Picking up on a public discussion sparked by the presentation of a report by professors Anna Borg and Prof Liberato Camilleri on perceptions towards a work-life balance with a specific focus on family size, the minister said he had done his own research and come up with worrying results.

Malta’s native population was currently 406,000 of whom 24% were aged over 65, he said. In 25 years' time, the native population would be 336,000 with 34% being elderly. And in 50 years time the Maltese population would be just 240,000 of whom 40% would be elderly.

A country could only develop when it had a young population, he said, but the figures for Malta were worrying, with 55% of couples only having one child.

The study by the two professors, as well as his own research, confirmed that a household’s income was a major factor in having children.

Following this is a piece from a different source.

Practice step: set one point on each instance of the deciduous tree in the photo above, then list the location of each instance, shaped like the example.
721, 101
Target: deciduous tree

He had found from official data that in couples who only had one child, the average age of the father was 32.4 and that of the mother 31.4 when the child was born. Where couples had two children the father was 31 when the first child was born and the mother 29.

Families that decided to only have one child had an average household income of €50,812. Those with two children had a household income average of €58,500.

It was clear that those who had more than one child had a better education, which led to better income, and therefore the option to start having children earlier, and have more than one.  

The question was what could be done to change the trajectory of population decline.

“We need to act now. The growth of the country can only come about on the back of a young well-prepared population and the figures do not show this,” the minister said.

Families needed to be encouraged to have a second child. It was not a question of adding €150 a year to children’s allowance, that only helped them raise their children, not have more.

To be able to have more children, couples needed thousands of euro per year in support, he said, such as a new tax compilation for those having more than one child.

“It will cost many millions (of euro) to make a difference. We need bold, drastic and immediate measures to make a difference, a change that would go down in history for changing the population trajectory,” Caruana said.